Mais je reste avant tout un inconditionnel de John Dickson Carr qui a enchanté toute ma vie. Pour mesurer la passion qui me lie à cet auteur, sachez que, lorsque je me suis rendu compte, à la fin des années soixante, que plus de la moitié de ses romans n’étaient pas encore traduit en français, je me suis mis à travailler mon anglais sérieusement afin de lire tous ses ouvrages encore inédits ! Et si je lis l’anglais sans trop de difficulté maintenant, c’est à mon amour pour John Dickson Carr que je le dois. Et c’est cet enthousiasme qui m’a permis d’écrire le seul ouvrage paru en France sur son œuvre, et d’avoir la responsabilité, pendant plus de dix ans, de diriger la publication — rééditions et traductions nouvelles — de son œuvre aux éditions du Masque. Le bilan est positif : à part The Murder of Sir Edmund Godfrey qui est un livre à part et qui ne serait sans doute pas très apprécié en France, il ne reste plus qu’un seul inédit (mais mineur), The Ghosts’ High Noon. Et ma grande fierté est que la France est le seul pays au monde à avoir publié, en quatre volumes, l’intégrale de ses 92 pièces radiophoniques !

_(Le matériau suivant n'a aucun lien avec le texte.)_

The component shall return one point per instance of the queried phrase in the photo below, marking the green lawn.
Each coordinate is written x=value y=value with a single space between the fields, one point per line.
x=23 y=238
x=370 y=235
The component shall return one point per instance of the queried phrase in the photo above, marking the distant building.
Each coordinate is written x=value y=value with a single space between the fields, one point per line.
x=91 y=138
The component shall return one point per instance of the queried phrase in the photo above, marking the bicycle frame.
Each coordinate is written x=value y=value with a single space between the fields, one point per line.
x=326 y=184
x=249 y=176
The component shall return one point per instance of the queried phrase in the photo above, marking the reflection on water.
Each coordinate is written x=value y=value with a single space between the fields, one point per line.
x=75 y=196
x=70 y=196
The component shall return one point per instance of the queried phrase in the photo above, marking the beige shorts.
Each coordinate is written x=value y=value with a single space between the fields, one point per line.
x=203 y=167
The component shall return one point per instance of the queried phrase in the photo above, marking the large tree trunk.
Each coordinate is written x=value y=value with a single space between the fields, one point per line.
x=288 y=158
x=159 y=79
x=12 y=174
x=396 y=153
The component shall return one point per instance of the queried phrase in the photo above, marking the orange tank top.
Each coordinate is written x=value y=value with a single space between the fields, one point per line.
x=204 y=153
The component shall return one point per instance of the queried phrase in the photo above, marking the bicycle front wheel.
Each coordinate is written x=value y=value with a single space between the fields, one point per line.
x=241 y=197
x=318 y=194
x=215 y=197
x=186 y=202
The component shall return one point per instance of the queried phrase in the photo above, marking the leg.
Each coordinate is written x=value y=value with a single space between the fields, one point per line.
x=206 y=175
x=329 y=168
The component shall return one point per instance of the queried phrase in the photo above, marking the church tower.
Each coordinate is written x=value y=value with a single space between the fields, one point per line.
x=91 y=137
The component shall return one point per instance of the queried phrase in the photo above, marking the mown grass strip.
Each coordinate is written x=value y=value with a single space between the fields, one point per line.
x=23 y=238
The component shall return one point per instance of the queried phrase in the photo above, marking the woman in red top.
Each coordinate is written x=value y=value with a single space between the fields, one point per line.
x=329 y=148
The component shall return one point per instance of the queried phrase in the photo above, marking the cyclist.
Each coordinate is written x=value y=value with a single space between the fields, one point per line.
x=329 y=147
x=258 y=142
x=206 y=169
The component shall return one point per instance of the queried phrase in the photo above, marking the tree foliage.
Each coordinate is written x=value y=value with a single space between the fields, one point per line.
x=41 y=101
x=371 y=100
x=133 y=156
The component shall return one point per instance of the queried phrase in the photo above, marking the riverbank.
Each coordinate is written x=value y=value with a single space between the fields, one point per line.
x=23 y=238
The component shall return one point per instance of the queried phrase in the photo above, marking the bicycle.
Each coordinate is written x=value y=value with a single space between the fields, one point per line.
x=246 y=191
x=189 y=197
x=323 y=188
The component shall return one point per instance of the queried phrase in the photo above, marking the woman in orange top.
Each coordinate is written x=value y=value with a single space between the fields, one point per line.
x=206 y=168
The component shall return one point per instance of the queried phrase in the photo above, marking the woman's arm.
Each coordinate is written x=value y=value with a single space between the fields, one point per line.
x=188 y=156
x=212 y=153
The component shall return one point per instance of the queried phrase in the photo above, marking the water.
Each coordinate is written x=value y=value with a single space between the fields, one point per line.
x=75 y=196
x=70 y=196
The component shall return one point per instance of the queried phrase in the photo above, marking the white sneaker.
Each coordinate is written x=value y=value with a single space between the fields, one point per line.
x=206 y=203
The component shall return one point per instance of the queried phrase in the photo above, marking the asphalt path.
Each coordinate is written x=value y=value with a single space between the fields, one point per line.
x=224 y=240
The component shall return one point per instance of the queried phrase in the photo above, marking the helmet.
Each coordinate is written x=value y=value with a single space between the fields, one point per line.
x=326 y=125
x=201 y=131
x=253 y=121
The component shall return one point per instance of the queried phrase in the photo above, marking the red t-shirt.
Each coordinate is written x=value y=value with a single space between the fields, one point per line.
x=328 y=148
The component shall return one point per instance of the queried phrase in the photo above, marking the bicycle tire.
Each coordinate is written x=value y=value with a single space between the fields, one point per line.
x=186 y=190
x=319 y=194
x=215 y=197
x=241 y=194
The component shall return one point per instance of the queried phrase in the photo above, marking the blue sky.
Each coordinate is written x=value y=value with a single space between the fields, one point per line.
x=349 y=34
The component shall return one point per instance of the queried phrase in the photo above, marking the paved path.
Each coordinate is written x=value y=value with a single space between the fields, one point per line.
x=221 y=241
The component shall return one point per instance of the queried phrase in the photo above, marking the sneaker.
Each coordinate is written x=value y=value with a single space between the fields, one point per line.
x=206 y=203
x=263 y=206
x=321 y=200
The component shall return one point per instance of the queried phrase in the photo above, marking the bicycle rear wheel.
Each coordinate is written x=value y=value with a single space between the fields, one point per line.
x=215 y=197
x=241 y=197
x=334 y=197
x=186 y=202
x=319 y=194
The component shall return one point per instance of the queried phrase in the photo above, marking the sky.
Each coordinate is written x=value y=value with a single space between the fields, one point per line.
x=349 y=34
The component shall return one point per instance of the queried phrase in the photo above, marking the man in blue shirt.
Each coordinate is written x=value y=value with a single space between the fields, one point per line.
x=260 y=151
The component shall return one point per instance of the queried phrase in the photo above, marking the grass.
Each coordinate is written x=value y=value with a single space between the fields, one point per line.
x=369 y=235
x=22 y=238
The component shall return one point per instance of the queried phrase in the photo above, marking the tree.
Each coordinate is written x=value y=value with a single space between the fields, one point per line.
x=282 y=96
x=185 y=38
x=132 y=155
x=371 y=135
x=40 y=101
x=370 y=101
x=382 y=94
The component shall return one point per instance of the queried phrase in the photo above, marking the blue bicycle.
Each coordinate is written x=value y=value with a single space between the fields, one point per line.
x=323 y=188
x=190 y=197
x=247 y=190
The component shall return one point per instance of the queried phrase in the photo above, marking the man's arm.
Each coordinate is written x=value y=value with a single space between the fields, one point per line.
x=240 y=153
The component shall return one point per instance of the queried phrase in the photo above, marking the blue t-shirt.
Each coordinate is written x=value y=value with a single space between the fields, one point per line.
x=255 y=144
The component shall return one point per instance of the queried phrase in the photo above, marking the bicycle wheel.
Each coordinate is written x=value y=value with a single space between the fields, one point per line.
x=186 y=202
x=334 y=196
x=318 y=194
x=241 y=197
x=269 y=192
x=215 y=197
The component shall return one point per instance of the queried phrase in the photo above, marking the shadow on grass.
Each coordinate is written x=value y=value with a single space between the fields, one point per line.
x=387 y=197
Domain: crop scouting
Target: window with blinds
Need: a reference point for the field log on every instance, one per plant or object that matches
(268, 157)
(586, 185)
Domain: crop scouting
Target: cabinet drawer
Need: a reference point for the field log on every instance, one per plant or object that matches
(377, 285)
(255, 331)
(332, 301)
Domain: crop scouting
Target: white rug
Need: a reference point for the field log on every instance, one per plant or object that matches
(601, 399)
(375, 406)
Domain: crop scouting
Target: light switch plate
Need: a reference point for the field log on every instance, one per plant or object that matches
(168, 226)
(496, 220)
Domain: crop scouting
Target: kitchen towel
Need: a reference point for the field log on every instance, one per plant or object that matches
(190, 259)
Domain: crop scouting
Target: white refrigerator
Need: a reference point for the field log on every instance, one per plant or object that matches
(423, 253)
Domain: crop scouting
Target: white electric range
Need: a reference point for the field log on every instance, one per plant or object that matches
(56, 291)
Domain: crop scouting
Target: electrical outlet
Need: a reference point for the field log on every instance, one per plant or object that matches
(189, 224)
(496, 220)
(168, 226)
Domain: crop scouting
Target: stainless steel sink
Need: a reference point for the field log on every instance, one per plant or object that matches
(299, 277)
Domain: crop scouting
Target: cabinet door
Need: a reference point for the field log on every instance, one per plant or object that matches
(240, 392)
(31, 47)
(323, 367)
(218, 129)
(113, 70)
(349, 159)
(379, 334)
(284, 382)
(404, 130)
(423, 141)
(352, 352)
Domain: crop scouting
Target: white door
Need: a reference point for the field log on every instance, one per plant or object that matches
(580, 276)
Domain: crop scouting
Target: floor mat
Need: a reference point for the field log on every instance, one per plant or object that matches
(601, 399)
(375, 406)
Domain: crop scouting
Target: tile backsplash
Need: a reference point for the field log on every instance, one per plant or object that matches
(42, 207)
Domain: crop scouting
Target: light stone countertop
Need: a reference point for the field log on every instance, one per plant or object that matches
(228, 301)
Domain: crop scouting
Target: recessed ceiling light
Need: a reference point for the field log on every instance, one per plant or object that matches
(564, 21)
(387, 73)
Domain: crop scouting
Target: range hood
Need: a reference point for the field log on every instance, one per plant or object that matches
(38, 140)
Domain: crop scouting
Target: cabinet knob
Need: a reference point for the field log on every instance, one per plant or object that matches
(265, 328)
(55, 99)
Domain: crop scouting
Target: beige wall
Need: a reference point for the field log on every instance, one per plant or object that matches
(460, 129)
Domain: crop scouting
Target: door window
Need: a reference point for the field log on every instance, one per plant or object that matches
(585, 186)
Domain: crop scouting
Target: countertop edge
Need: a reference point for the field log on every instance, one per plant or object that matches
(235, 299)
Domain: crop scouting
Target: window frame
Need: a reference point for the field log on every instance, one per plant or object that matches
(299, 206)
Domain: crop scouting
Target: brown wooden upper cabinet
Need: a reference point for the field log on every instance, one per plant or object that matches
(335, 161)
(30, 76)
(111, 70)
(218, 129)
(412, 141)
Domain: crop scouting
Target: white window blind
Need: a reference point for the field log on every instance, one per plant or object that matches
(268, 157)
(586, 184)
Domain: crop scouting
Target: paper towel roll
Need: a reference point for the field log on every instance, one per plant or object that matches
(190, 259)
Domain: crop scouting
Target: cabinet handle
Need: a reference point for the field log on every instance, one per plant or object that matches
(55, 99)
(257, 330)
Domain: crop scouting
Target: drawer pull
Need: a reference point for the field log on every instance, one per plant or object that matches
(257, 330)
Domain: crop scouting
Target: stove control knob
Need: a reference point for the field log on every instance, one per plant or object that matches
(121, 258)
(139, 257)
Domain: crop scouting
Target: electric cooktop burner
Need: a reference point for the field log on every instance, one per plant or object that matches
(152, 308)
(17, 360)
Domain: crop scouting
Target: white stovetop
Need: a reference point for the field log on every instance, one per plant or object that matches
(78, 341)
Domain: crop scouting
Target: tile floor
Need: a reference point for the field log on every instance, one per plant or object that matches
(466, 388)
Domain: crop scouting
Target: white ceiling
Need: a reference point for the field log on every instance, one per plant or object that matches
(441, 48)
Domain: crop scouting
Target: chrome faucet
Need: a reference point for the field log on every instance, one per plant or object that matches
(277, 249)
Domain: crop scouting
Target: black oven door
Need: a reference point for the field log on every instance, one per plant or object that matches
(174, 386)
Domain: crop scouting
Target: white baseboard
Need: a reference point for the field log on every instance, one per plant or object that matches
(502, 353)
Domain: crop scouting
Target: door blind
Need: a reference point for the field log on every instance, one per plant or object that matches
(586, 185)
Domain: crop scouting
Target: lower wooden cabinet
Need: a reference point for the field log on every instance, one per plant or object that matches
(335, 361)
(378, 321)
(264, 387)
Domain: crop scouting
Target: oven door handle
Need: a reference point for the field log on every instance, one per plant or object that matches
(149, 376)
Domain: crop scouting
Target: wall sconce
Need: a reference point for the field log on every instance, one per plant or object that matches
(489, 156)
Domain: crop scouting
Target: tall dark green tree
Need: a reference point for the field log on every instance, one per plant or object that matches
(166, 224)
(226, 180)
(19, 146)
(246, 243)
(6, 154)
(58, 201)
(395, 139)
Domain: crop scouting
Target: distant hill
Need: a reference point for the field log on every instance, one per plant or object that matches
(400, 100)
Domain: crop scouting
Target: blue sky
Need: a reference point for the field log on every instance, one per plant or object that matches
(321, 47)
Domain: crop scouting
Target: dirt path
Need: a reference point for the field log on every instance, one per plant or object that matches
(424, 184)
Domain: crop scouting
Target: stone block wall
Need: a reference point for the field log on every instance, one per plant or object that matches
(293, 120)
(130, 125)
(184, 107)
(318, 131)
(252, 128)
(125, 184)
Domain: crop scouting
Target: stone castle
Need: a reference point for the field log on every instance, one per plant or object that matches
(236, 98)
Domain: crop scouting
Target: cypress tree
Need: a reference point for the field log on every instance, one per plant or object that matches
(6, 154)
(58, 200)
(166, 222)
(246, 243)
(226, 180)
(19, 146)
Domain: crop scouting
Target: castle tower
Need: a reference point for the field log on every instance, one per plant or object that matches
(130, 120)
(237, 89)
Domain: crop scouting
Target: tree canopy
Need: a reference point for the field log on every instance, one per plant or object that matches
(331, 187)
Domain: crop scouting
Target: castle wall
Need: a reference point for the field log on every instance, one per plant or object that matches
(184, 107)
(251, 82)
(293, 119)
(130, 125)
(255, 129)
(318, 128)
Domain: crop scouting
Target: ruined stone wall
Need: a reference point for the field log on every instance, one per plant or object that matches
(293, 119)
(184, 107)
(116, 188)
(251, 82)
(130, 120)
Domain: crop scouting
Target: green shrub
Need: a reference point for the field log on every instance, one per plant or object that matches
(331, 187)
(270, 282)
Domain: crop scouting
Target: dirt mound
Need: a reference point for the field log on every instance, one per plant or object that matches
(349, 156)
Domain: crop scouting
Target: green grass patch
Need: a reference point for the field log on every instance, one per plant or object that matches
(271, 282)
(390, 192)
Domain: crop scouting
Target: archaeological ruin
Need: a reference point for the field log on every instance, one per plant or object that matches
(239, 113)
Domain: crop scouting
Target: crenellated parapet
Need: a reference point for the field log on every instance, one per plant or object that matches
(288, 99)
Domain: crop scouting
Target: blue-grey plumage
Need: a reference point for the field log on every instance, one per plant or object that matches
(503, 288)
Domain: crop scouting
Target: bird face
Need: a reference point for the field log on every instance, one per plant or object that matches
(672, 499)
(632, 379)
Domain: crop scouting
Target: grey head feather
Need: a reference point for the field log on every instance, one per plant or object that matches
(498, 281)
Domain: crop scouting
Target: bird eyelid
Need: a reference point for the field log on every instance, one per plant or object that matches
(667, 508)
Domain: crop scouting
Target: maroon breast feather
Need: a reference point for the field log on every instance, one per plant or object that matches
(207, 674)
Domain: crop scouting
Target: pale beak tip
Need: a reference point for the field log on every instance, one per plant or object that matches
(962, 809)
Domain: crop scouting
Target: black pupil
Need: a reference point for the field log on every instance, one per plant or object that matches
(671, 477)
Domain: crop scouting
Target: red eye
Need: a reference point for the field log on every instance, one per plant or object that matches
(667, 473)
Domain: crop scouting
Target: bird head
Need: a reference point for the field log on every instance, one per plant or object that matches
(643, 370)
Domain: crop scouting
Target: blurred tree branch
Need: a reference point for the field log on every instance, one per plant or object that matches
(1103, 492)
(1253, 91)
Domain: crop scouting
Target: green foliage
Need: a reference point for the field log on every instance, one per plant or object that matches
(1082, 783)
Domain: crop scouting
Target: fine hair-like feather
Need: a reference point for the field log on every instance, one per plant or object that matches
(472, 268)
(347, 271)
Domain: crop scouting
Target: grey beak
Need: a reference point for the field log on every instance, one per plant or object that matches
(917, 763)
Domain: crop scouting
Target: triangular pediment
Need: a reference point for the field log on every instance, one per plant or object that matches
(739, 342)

M. S. : Si je devais faire une conférence scolaire sur la chambre close je choisirais Le Mystère de la chambre jaune car il baigne dans une atmosphère de miracle « scientifique » — la dématérialisation de la matière —, parce que les problèmes posés sont résolus par le raisonnement, le premier étant né d’une mauvaise interprétation des faits, le second (la galerie), à cause  de la difficulté pour le cerveau du lecteur d’imaginer la double identité de l’assassin, c’est-à-dire de rompre avec l’idée conventionnelle que le policier en principe ne peut être le criminel.
The Burning Court offre la possibilité d‘une double lecture de l’affaire et ce dans un contexte surnaturel historique.
Un des Paul Halter : La Quatrième Porte, Le Roi du désordre, Le Diable de Dartmoor ou…



[1] Avant 1970, 36 romans sur 72 ! J’ai raconté en détail l’histoire de la publication française de l’œuvre de Carr dans un article paru dans Note for the Curious, publié à Londres à l’automne 1995 par Tony Medawar.
[2] Toutefois, les lecteurs trouveront les analyses détaillées de 33 romans célèbres et non (encore) traduits dans le seconde volume de notre ouvrage (Annexes : Le Crime impossible dans tous ses états) qui doit paraître dans le courant du printemps 2014.
[3] Pour vous donner une idée, au milieu des années quatre-vingt, des œuvres majeures comme The Three Coffins, The Unicorn Murders, The Arabian Nights Murder et Night at the Mocking Widow étaient encore inédites en français !
[4] Le second volume de 1001 Chambres closes recense — entre autres — les films, les séries télévisées et les bandes dessinées.

1 commentaire:

  1. Bien que je suis d'accord avec 95% des commentaires de mes amis, je dois remarquer que Tokyo Zodiac Murders n'est pas un "one-off." Soji Shimada a ecrit une trentaine de livres genre crime impossible, et son cas est celui de John Dickson Carr dans les annees 70: pas de traduction disponible, ni en francais ni en anglais. Il est a la hauteur de notre cher ami Paul Halter. En plus, il n'est pas seul: il y a une douzaine d'ecrivains japonais de crimes disponible et le genre fleurit au Japon.